FIG. 1.

A proposed degradation pathway of MeGlcUAXyl₃ in B. stearothermophilus T-6. (A) Xylan is composed of β-1,4-linked xylopyranose units which can be substituted with l-arabinofuranosyl, methyl-d-glucuronic acid, and acetyl side chains. The key enzyme in the degradation of xylan is an extracellular endo-1,4-β-xylanase (xynA). This enzyme releases short xylose units (xylobiose, xylotriose, and xylotetraose) which can be substituted with various side chains such as l-arabinose, d-glucuronic acid, or its 4-O-methyl ether, as in 2-O-α-(4-O-methyl-α-d-glucuronosyl)-xylotriose (MeGlcUAXyl₃). (B) MeGlcUAXyl₃ is demethylated and enters the cell via a specific transporting system. This system resembles the binding-protein-dependent transport systems in which a solute-binding lipoprotein interacts with integral membrane protein components that are involved in translocating the substrate across the membrane (22). Inside the cell, GlcUAXyl₃ is cleaved by α-glucuronidase to yield xylotriose and d-glucuronic acid. The xylo-oligomers are hydrolyzed to xylose by intracellular xylanase and β-xylosidase.
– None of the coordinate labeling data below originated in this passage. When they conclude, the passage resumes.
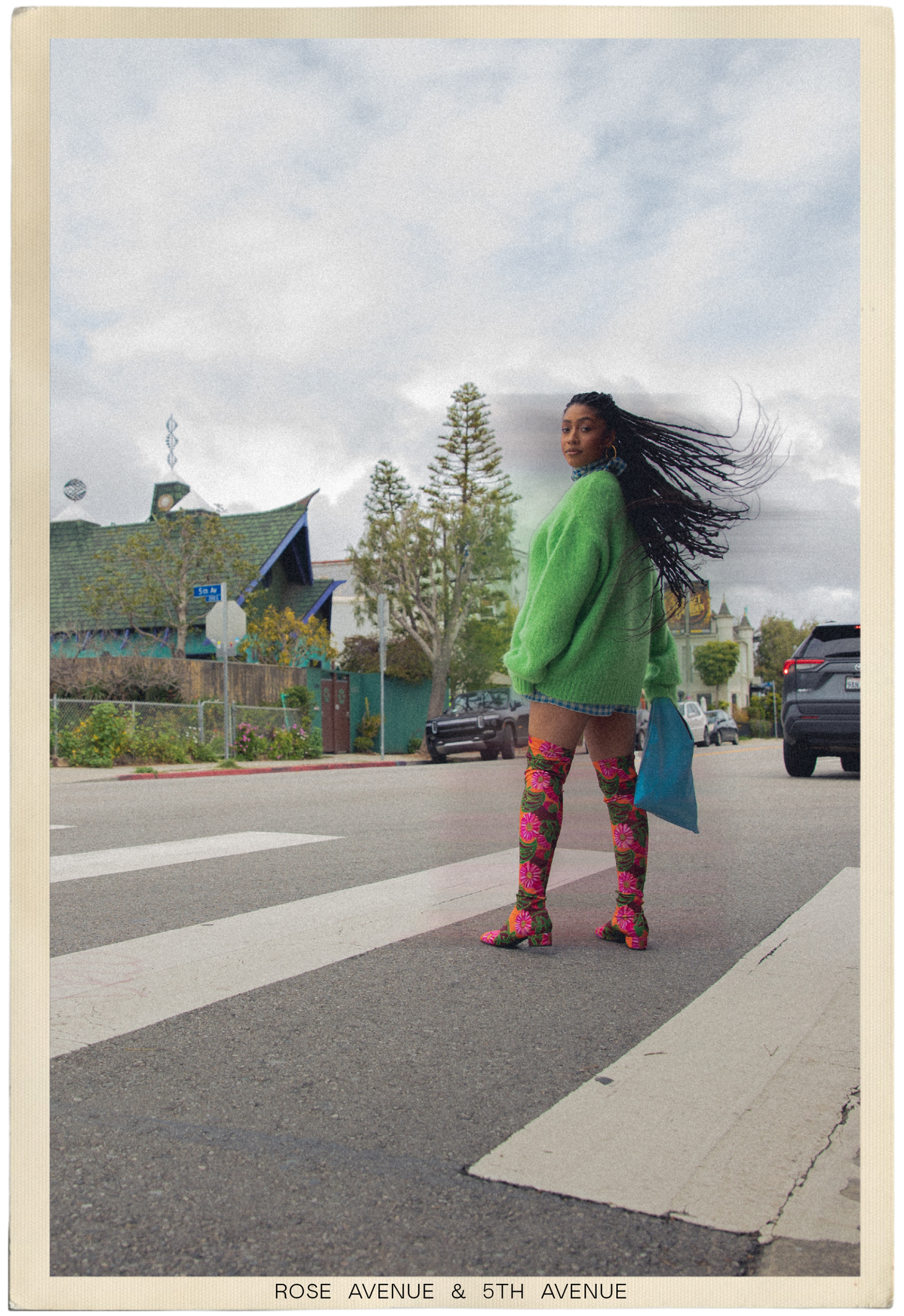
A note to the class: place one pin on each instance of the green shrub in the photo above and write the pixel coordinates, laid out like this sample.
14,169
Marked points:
249,743
287,744
95,743
314,744
149,747
367,731
202,753
303,699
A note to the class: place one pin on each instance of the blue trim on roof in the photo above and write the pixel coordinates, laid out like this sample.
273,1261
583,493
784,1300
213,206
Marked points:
323,599
299,525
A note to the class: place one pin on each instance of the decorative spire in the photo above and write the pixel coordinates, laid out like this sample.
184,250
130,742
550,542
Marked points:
171,426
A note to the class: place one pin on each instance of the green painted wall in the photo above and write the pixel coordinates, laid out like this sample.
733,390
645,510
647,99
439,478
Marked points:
406,706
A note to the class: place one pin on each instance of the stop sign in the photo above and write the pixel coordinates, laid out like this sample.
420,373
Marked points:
236,626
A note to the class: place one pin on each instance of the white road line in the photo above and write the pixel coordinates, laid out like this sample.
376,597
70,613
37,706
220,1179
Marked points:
719,1114
133,858
113,990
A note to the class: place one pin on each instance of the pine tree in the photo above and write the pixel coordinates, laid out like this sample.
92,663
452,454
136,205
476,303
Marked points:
445,553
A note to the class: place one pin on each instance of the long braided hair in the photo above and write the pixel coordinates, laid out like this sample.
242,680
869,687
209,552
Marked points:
672,476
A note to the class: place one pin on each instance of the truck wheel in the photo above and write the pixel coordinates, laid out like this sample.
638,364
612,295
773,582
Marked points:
799,761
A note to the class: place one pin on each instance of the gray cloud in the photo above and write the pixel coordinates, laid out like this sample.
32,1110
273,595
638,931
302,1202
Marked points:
301,248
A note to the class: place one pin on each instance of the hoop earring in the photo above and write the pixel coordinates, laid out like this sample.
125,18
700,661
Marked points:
616,465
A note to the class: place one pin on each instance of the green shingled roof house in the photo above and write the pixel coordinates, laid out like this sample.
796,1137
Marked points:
277,541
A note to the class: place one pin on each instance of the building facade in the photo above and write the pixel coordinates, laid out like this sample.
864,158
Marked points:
695,624
275,541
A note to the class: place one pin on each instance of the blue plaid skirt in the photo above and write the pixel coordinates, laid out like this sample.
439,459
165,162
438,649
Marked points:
591,710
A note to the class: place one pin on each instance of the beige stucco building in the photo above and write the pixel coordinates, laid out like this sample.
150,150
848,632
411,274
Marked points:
699,631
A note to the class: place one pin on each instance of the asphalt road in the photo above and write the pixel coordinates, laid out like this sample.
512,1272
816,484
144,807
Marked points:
323,1124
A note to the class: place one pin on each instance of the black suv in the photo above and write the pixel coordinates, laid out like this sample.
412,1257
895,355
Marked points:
493,721
822,701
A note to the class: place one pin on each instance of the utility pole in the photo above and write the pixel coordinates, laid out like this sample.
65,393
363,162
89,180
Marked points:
687,645
381,619
226,670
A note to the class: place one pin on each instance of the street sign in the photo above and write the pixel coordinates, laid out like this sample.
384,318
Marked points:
235,628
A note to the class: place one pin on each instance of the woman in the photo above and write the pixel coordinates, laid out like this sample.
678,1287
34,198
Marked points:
593,632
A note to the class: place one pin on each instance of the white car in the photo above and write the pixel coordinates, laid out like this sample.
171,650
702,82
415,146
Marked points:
695,717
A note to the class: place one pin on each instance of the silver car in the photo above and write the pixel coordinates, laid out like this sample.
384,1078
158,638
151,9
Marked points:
721,727
697,720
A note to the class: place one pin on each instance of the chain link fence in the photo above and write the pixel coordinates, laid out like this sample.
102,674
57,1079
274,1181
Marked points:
199,724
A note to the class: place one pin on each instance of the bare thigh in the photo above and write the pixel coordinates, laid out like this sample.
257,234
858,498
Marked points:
607,737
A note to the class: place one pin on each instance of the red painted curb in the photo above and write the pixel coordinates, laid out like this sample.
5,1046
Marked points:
248,772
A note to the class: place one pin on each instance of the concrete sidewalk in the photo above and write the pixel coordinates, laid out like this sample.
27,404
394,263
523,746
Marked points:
69,776
740,1114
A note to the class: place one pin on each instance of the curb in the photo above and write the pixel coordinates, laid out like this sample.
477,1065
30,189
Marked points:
248,772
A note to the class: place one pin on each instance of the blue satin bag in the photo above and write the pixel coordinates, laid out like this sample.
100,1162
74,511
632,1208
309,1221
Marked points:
665,783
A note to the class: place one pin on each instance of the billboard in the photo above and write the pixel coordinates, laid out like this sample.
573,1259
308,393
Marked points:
701,613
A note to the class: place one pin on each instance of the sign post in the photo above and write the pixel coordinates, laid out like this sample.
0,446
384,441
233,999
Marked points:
226,624
227,728
381,616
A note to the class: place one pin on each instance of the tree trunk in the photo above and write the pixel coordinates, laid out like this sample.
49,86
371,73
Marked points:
438,688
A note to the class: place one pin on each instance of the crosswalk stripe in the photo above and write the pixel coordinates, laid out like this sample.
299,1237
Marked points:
133,858
112,990
719,1114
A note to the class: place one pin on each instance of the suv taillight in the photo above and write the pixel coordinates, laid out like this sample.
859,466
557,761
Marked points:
793,664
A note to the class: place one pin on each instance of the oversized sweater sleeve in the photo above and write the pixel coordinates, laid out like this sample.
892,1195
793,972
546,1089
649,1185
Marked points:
564,567
662,672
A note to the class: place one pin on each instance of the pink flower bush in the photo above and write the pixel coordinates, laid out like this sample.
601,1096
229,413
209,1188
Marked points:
529,827
623,836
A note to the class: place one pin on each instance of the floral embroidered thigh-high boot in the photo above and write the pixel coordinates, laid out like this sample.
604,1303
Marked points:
540,827
617,779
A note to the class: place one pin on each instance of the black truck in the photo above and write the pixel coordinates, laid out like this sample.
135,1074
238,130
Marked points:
493,721
822,701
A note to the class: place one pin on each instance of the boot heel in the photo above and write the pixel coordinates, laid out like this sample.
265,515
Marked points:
535,927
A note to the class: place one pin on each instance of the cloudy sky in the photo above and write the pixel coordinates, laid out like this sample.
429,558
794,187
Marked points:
301,248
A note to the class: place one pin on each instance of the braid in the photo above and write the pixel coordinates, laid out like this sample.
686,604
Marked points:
672,479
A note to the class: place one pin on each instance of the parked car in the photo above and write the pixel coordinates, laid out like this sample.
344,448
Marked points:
493,721
721,727
822,701
697,720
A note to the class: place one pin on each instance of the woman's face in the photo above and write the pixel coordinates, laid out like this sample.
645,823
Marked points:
585,436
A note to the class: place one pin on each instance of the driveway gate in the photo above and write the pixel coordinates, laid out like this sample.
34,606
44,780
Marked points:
334,714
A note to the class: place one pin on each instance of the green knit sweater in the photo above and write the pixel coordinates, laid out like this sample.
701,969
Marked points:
587,632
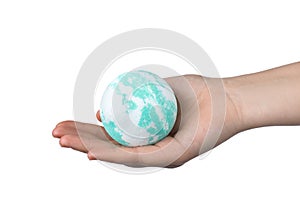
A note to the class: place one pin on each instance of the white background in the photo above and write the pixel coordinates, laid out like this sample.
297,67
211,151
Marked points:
42,47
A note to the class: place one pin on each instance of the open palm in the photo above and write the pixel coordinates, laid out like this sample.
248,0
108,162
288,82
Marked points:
186,141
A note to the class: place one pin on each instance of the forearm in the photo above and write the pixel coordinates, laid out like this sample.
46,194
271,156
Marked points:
267,98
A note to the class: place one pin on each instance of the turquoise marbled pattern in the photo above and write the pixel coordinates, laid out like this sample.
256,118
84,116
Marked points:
138,108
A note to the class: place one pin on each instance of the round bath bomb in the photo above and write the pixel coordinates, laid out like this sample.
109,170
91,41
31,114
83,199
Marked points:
138,108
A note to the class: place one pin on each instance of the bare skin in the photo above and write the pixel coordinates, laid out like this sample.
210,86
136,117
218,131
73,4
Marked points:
266,98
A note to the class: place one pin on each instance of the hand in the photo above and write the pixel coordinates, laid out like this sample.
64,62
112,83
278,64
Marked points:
194,127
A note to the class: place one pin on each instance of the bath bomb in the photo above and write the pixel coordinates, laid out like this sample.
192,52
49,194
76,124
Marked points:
138,108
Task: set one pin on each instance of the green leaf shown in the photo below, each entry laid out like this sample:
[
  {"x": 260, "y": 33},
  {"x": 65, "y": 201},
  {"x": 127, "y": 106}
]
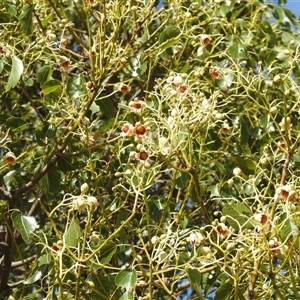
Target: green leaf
[
  {"x": 43, "y": 74},
  {"x": 156, "y": 210},
  {"x": 11, "y": 9},
  {"x": 182, "y": 180},
  {"x": 128, "y": 295},
  {"x": 244, "y": 131},
  {"x": 245, "y": 164},
  {"x": 76, "y": 86},
  {"x": 166, "y": 40},
  {"x": 34, "y": 277},
  {"x": 16, "y": 125},
  {"x": 51, "y": 86},
  {"x": 17, "y": 69},
  {"x": 238, "y": 51},
  {"x": 51, "y": 181},
  {"x": 25, "y": 225},
  {"x": 1, "y": 65},
  {"x": 106, "y": 252},
  {"x": 239, "y": 215},
  {"x": 194, "y": 277},
  {"x": 107, "y": 107},
  {"x": 104, "y": 288},
  {"x": 214, "y": 190},
  {"x": 65, "y": 164},
  {"x": 25, "y": 18},
  {"x": 72, "y": 236},
  {"x": 224, "y": 291},
  {"x": 126, "y": 279},
  {"x": 45, "y": 259}
]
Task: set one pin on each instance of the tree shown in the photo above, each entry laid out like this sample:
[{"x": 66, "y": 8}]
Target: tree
[{"x": 149, "y": 151}]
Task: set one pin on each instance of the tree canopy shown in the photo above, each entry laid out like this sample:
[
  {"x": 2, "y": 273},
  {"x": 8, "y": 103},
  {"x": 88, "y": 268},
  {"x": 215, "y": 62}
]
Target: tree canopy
[{"x": 149, "y": 150}]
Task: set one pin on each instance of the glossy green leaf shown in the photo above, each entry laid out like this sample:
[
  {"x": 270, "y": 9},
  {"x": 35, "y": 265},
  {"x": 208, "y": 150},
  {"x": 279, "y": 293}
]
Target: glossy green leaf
[
  {"x": 194, "y": 277},
  {"x": 73, "y": 234},
  {"x": 51, "y": 181},
  {"x": 126, "y": 279},
  {"x": 25, "y": 19},
  {"x": 43, "y": 74},
  {"x": 16, "y": 125},
  {"x": 182, "y": 180},
  {"x": 25, "y": 225},
  {"x": 244, "y": 131},
  {"x": 238, "y": 51},
  {"x": 104, "y": 288},
  {"x": 11, "y": 9},
  {"x": 34, "y": 277},
  {"x": 156, "y": 210},
  {"x": 51, "y": 86},
  {"x": 245, "y": 164},
  {"x": 128, "y": 295},
  {"x": 224, "y": 291},
  {"x": 76, "y": 86},
  {"x": 106, "y": 252},
  {"x": 107, "y": 107},
  {"x": 239, "y": 215},
  {"x": 16, "y": 72}
]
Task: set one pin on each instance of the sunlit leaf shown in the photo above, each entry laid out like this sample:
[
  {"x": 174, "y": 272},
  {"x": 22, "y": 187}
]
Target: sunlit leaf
[
  {"x": 126, "y": 279},
  {"x": 25, "y": 225},
  {"x": 238, "y": 214}
]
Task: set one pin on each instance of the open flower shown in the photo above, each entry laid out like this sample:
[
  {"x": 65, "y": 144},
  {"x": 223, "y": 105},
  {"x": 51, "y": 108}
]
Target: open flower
[
  {"x": 222, "y": 230},
  {"x": 127, "y": 130},
  {"x": 285, "y": 192},
  {"x": 274, "y": 246},
  {"x": 137, "y": 105},
  {"x": 10, "y": 158},
  {"x": 140, "y": 130},
  {"x": 205, "y": 38},
  {"x": 196, "y": 238},
  {"x": 124, "y": 88},
  {"x": 215, "y": 72},
  {"x": 143, "y": 155}
]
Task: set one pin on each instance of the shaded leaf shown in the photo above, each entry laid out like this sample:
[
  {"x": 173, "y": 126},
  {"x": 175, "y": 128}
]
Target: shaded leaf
[
  {"x": 224, "y": 291},
  {"x": 238, "y": 51},
  {"x": 34, "y": 277},
  {"x": 72, "y": 236},
  {"x": 25, "y": 225},
  {"x": 16, "y": 124},
  {"x": 51, "y": 181},
  {"x": 194, "y": 277},
  {"x": 239, "y": 214},
  {"x": 17, "y": 69},
  {"x": 245, "y": 164},
  {"x": 126, "y": 279},
  {"x": 43, "y": 74},
  {"x": 182, "y": 180},
  {"x": 51, "y": 86},
  {"x": 25, "y": 19},
  {"x": 107, "y": 107}
]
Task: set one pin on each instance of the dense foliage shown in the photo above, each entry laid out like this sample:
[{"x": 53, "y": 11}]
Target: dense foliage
[{"x": 149, "y": 151}]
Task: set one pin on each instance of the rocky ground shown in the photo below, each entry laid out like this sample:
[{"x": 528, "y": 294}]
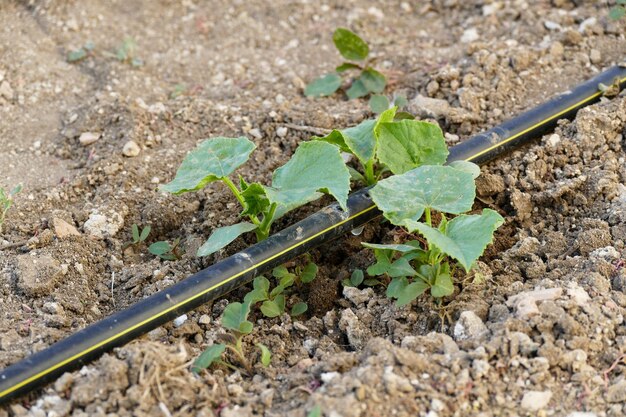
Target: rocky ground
[{"x": 541, "y": 334}]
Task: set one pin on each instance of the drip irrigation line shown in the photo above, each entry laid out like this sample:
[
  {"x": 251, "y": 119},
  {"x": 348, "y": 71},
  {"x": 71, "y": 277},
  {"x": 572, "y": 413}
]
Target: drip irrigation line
[{"x": 239, "y": 269}]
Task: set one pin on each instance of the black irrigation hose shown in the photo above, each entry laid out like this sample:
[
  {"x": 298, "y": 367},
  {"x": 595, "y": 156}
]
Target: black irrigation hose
[{"x": 241, "y": 268}]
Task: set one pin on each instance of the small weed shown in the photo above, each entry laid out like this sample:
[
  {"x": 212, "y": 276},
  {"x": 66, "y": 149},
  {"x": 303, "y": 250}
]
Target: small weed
[
  {"x": 165, "y": 251},
  {"x": 6, "y": 201},
  {"x": 356, "y": 51}
]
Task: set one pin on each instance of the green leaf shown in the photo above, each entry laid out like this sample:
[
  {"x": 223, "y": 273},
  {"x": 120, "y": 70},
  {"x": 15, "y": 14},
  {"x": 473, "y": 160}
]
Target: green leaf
[
  {"x": 347, "y": 66},
  {"x": 266, "y": 355},
  {"x": 357, "y": 89},
  {"x": 466, "y": 166},
  {"x": 404, "y": 197},
  {"x": 235, "y": 318},
  {"x": 350, "y": 45},
  {"x": 411, "y": 292},
  {"x": 309, "y": 273},
  {"x": 212, "y": 160},
  {"x": 222, "y": 236},
  {"x": 443, "y": 286},
  {"x": 270, "y": 309},
  {"x": 159, "y": 248},
  {"x": 135, "y": 232},
  {"x": 378, "y": 103},
  {"x": 466, "y": 236},
  {"x": 357, "y": 277},
  {"x": 407, "y": 144},
  {"x": 373, "y": 80},
  {"x": 299, "y": 308},
  {"x": 207, "y": 358},
  {"x": 323, "y": 86},
  {"x": 315, "y": 166},
  {"x": 255, "y": 200},
  {"x": 617, "y": 12}
]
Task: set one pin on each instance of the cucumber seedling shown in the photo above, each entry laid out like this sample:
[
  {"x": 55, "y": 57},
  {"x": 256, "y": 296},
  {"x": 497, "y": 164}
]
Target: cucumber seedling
[{"x": 355, "y": 50}]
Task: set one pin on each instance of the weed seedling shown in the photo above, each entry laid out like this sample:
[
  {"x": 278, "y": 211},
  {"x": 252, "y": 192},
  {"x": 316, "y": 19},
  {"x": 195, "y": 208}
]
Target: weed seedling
[
  {"x": 6, "y": 201},
  {"x": 165, "y": 251},
  {"x": 355, "y": 51}
]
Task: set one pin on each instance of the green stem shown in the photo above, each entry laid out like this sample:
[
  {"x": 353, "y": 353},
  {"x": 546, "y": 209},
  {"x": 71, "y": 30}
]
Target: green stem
[{"x": 240, "y": 198}]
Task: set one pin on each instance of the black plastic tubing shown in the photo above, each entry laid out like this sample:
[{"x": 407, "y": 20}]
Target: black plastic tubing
[{"x": 239, "y": 269}]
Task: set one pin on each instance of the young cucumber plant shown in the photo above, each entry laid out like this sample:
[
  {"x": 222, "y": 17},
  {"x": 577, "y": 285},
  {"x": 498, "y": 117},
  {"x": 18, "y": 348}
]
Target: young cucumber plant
[
  {"x": 355, "y": 50},
  {"x": 314, "y": 168},
  {"x": 235, "y": 319},
  {"x": 387, "y": 144},
  {"x": 409, "y": 200}
]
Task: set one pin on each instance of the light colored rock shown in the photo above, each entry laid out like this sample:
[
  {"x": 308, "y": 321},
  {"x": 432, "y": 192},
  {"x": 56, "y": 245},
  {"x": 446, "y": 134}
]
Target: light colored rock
[
  {"x": 87, "y": 138},
  {"x": 469, "y": 326},
  {"x": 131, "y": 149},
  {"x": 63, "y": 229},
  {"x": 536, "y": 400},
  {"x": 525, "y": 303}
]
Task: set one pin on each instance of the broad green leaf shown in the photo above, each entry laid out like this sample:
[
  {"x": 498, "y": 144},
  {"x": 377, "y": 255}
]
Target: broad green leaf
[
  {"x": 350, "y": 45},
  {"x": 346, "y": 66},
  {"x": 357, "y": 277},
  {"x": 298, "y": 309},
  {"x": 407, "y": 144},
  {"x": 235, "y": 317},
  {"x": 223, "y": 236},
  {"x": 443, "y": 286},
  {"x": 210, "y": 355},
  {"x": 255, "y": 200},
  {"x": 309, "y": 273},
  {"x": 373, "y": 80},
  {"x": 357, "y": 89},
  {"x": 378, "y": 103},
  {"x": 466, "y": 166},
  {"x": 212, "y": 160},
  {"x": 315, "y": 166},
  {"x": 323, "y": 86},
  {"x": 266, "y": 355},
  {"x": 466, "y": 236},
  {"x": 159, "y": 248},
  {"x": 411, "y": 292},
  {"x": 404, "y": 197}
]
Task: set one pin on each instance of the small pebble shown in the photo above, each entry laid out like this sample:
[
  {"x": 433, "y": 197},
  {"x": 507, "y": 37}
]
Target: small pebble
[{"x": 131, "y": 149}]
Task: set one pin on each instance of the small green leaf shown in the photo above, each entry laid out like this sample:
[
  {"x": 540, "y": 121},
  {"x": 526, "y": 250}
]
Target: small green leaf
[
  {"x": 357, "y": 89},
  {"x": 222, "y": 236},
  {"x": 357, "y": 277},
  {"x": 308, "y": 273},
  {"x": 466, "y": 236},
  {"x": 443, "y": 286},
  {"x": 404, "y": 197},
  {"x": 298, "y": 309},
  {"x": 407, "y": 144},
  {"x": 207, "y": 358},
  {"x": 135, "y": 232},
  {"x": 323, "y": 86},
  {"x": 466, "y": 166},
  {"x": 411, "y": 292},
  {"x": 270, "y": 309},
  {"x": 378, "y": 103},
  {"x": 346, "y": 66},
  {"x": 266, "y": 355},
  {"x": 255, "y": 200},
  {"x": 350, "y": 45},
  {"x": 235, "y": 318},
  {"x": 212, "y": 160},
  {"x": 373, "y": 80},
  {"x": 315, "y": 166},
  {"x": 159, "y": 248}
]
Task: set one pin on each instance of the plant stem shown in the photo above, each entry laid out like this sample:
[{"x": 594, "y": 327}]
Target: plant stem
[{"x": 239, "y": 197}]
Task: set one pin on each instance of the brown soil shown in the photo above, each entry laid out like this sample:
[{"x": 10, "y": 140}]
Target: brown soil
[{"x": 240, "y": 68}]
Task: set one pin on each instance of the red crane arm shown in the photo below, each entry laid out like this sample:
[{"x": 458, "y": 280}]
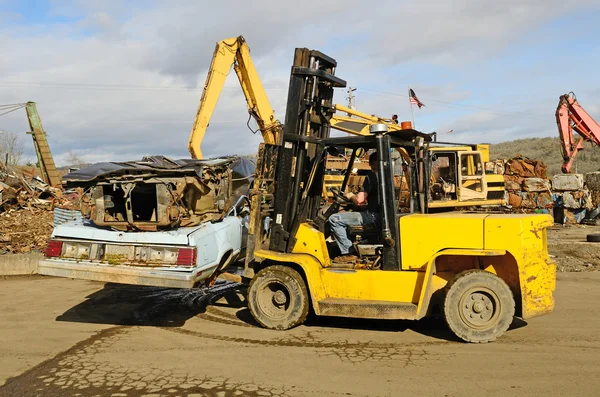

Xylose is converted into xylulose-5-phosphate, which can enter the pentose cycle. d-Glucuronic acid is converted into KDG by a three-step pathway catalyzed by uronate isomerase (uxaC), d-mannonate oxidoreductase (uxuB), and d-mannonate hydrolase (uxuA). KDG is then phosphorylated by KDG kinase (kdgK) to give KDGP, which is finally cleaved by KDGP aldolase (kdgA) to yield glyceraldehyde 3-phosphate (GA3P) and pyruvate. The latter two compounds can enter the Embden-Meyerhof-Parnas pathway.